Comida e arte

Por: Sônia Machiavelli

405050

Tenho amigos de minha geração que se recusam a adentrar o mundo digital. Eu até os entendo. Não são poucas as vezes em que me sinto incomodada pelo que leio nas redes sociais. Violência verbal, grosserias, ignorância, arrogância, preconceito, infâmias e ruindades de toda ordem junto às fake news, costumam me afastar deste espaço importante e perigoso. Mas volto a ele por dever de ofício. Que jornalista pode prescindir desses meios hoje?

Reconheço que não há como fugir da realidade, o ‘admirável mundo novo’ está aí com seus desafios. Tudo tão perto do dedo que digita e ao mesmo tempo tão longe da pessoa que se esconde no anonimato. Mas, aleluia, em contrapartida ao mal há o bem desvelado em posts inspiradores, que nos fazem viajar, sorrir, pensar, voar, sonhar. É a melhor parte. Foi um desses que me fez reencontrar escritor de que gosto bastante e vejo pouco referido no Brasil: Philip Pulmann, autor de ficção científica prestigiado pelos leitores de língua inglesa.

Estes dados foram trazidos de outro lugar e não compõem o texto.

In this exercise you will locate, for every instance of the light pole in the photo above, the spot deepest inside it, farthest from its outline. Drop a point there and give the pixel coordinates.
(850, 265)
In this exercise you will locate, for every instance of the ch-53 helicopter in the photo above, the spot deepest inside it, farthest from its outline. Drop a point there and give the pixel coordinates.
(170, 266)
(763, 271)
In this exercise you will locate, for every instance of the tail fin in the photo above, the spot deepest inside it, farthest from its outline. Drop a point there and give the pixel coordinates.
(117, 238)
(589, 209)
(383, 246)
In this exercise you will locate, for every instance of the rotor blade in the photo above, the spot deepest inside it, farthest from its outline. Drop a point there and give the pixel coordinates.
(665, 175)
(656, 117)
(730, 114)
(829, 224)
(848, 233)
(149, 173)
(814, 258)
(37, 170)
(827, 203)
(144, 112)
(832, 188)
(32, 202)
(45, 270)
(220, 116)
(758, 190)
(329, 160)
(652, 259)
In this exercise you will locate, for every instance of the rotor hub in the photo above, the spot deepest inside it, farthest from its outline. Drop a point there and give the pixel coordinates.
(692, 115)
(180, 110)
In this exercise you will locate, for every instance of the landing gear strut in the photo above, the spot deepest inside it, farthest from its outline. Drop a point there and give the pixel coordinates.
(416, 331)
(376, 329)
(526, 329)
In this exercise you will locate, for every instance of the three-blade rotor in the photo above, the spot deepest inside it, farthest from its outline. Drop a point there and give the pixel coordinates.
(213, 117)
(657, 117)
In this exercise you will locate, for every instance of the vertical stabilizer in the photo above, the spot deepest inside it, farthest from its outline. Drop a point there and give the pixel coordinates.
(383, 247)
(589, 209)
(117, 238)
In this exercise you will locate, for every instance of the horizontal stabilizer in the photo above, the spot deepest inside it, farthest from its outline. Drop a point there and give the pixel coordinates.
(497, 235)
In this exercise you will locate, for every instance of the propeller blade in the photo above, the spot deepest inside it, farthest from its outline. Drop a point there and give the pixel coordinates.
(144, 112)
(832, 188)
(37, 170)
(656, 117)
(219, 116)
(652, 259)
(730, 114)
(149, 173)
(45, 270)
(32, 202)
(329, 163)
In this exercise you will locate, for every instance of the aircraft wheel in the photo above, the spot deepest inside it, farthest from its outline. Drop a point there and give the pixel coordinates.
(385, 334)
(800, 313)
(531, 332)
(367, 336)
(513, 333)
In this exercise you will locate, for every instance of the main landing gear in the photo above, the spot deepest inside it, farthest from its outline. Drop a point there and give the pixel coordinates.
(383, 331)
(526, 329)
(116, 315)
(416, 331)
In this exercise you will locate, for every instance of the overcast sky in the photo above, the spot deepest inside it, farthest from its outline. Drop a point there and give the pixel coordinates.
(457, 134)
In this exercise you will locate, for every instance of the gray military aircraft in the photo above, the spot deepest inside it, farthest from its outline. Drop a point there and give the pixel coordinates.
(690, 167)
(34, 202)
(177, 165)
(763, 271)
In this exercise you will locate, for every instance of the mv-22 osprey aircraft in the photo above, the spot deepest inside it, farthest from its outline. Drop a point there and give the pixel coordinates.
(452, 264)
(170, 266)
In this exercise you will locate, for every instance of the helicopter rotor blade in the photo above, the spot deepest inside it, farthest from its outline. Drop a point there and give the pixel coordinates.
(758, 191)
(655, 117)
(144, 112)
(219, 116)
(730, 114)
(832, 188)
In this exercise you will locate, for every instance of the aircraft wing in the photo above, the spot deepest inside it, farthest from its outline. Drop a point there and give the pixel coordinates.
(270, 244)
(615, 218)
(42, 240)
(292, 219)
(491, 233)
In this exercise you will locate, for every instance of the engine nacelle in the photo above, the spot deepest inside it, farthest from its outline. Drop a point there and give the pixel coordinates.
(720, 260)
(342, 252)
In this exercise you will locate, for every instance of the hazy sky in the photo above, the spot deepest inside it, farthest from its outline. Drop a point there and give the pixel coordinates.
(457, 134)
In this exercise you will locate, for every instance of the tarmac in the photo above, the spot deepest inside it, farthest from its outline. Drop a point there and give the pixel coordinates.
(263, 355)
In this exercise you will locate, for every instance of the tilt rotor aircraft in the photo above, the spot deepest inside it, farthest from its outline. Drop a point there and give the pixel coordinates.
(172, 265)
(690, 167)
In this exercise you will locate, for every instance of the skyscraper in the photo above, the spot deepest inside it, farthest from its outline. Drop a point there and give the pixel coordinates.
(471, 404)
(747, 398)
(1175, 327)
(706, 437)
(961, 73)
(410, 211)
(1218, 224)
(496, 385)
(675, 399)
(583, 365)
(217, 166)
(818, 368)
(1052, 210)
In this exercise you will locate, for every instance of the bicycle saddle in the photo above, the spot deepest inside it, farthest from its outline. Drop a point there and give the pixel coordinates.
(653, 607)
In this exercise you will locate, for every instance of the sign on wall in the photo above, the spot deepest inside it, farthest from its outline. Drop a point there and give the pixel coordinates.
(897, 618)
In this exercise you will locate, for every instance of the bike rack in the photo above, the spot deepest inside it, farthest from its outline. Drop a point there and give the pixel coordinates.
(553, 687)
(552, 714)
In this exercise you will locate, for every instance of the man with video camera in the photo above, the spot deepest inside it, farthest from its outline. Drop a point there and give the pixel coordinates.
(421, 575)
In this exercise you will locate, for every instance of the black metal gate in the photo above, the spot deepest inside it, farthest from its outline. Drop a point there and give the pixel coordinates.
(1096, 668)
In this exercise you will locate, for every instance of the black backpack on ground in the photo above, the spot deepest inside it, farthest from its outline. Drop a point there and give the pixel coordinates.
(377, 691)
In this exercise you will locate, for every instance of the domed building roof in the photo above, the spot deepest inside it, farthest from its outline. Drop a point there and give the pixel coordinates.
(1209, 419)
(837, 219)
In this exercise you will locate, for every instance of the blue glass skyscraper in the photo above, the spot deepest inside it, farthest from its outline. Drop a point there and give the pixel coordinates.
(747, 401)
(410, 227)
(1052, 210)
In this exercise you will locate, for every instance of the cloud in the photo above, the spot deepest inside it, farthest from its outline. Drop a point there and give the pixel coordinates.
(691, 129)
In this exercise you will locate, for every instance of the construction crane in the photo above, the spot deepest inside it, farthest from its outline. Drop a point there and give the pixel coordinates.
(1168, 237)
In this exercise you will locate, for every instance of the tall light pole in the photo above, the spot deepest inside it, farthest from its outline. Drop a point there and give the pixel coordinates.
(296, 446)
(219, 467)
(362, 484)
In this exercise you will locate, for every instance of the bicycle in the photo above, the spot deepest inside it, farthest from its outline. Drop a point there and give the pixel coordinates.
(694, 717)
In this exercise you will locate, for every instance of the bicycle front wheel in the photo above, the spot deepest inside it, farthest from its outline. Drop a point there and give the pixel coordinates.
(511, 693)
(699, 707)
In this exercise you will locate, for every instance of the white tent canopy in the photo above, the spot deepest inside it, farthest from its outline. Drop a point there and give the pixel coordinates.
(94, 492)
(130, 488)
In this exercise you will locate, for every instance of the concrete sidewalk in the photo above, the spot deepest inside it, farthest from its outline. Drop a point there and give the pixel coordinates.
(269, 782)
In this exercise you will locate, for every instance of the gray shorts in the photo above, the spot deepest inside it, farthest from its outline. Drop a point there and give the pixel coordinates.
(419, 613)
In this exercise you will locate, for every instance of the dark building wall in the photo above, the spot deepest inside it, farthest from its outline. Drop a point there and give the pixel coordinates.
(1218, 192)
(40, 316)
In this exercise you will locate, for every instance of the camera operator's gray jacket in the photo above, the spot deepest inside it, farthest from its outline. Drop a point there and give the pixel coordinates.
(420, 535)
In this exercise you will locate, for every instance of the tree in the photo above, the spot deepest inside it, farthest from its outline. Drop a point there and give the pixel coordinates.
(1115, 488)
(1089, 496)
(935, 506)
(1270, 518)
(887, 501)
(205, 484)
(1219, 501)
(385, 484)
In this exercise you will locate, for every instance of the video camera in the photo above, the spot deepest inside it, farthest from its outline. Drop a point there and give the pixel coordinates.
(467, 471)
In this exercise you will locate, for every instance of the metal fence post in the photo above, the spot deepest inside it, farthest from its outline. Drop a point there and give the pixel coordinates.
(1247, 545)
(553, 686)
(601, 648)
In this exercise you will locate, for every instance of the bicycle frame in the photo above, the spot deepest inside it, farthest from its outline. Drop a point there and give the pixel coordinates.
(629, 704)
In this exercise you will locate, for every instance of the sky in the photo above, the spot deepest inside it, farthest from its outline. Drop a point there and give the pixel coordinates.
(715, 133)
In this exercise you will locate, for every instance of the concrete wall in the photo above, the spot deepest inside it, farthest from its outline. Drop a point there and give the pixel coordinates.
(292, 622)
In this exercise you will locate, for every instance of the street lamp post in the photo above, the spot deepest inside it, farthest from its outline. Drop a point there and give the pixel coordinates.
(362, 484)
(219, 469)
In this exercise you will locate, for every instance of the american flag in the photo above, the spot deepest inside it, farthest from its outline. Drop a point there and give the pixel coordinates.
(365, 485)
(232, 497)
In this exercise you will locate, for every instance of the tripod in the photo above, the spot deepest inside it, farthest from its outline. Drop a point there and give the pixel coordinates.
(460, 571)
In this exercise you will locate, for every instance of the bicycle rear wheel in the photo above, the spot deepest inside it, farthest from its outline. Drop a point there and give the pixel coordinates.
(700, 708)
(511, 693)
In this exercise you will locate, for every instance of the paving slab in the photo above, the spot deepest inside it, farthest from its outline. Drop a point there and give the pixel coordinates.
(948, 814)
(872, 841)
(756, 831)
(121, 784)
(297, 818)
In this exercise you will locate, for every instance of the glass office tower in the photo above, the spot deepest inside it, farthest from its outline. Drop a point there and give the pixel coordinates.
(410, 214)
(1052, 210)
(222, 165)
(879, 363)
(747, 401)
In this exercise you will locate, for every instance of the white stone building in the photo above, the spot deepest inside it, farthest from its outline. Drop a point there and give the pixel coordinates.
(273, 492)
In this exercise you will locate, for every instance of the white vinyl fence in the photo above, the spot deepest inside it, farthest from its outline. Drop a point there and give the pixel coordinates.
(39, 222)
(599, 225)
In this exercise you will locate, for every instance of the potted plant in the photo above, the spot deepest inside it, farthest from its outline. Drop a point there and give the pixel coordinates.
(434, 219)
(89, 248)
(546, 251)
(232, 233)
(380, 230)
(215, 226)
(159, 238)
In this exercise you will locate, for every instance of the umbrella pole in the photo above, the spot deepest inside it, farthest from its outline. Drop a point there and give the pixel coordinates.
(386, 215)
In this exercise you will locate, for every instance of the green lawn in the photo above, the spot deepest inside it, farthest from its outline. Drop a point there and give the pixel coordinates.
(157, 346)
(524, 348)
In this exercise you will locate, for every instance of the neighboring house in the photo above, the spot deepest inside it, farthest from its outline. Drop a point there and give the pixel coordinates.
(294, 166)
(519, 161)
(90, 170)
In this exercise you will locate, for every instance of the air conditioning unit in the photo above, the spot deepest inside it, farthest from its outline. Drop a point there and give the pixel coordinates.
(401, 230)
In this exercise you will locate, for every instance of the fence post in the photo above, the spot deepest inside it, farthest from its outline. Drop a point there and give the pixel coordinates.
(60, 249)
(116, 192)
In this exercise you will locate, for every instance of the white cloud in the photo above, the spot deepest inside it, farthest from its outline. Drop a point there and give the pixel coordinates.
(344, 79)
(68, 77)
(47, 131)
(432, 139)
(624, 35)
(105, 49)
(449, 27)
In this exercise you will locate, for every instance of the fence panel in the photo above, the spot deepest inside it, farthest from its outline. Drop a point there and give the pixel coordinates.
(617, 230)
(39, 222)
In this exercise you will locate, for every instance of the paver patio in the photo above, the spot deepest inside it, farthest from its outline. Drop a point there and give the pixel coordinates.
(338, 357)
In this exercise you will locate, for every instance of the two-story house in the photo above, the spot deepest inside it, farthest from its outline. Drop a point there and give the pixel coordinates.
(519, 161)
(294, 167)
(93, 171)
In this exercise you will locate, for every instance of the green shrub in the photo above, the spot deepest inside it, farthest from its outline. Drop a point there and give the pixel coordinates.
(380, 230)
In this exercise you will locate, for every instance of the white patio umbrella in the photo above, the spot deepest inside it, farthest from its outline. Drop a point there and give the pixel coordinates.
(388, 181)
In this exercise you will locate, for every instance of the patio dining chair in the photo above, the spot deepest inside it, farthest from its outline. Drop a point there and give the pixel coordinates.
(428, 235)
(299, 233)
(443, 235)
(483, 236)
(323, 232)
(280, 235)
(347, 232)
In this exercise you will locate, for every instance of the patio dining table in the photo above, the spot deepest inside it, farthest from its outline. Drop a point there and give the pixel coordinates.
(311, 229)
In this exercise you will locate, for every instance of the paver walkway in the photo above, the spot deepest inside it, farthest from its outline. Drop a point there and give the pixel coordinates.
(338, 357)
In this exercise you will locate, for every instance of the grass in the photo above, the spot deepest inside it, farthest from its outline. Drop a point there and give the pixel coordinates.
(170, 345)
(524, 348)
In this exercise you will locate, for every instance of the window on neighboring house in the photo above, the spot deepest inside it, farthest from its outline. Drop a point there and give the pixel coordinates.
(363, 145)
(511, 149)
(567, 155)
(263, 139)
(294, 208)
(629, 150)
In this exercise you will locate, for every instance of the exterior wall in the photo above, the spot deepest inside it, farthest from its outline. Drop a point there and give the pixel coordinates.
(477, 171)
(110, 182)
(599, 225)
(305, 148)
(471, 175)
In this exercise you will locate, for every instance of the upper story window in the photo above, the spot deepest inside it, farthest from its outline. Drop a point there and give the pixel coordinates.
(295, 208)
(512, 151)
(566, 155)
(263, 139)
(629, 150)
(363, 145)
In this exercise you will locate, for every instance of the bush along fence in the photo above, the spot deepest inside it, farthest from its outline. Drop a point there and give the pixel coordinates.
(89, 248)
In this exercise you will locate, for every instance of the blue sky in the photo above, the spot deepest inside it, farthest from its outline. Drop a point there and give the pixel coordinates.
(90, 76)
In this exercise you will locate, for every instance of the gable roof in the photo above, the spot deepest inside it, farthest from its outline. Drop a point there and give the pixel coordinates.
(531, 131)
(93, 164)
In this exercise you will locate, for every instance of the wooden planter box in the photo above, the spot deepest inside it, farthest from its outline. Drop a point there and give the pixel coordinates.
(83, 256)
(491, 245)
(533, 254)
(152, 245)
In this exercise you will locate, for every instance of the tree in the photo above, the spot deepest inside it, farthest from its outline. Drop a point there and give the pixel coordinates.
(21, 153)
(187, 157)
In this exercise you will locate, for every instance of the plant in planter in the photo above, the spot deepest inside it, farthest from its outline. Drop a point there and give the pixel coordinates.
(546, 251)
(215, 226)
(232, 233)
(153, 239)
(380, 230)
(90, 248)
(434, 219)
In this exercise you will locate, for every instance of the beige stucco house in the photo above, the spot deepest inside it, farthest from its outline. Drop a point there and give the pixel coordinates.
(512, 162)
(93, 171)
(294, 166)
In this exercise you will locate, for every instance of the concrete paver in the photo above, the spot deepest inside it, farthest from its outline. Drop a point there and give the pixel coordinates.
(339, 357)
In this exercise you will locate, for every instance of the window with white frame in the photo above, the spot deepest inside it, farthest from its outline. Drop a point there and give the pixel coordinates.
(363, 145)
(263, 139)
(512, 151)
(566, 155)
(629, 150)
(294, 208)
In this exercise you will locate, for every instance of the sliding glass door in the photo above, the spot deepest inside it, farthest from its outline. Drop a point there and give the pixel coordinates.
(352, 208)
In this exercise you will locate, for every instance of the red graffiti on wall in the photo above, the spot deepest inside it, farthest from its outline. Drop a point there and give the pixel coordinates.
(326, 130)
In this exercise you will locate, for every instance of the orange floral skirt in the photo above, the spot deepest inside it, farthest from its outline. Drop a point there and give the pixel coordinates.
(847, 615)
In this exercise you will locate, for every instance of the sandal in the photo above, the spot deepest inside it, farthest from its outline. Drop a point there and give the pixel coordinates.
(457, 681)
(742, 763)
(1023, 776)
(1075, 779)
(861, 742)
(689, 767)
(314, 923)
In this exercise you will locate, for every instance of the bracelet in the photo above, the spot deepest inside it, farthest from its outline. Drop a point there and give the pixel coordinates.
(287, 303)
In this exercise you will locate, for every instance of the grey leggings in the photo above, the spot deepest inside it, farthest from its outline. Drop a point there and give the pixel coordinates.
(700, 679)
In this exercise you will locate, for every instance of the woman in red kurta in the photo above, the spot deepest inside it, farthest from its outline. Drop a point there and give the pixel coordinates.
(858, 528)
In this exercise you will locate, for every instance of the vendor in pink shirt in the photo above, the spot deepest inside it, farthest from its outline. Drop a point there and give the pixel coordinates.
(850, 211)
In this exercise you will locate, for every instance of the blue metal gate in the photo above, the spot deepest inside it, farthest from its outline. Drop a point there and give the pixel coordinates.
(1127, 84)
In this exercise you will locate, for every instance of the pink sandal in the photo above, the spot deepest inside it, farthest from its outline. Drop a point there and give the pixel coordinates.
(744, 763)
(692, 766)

A postagem que me levou a ele é de Oliana Sy e reproduz uma frase do autor da trilogia Fronteiras do Universo: “Crianças precisam de arte e histórias e poemas e música tanto quanto de amor, comida, ar fresco e brincadeiras”. Compartilhei a imagem com a frase que remetia ao link de um artigo do autor sobre literatura e vi que a psicóloga Sonia Godoy comentou: “Sim! Nós adultos também.”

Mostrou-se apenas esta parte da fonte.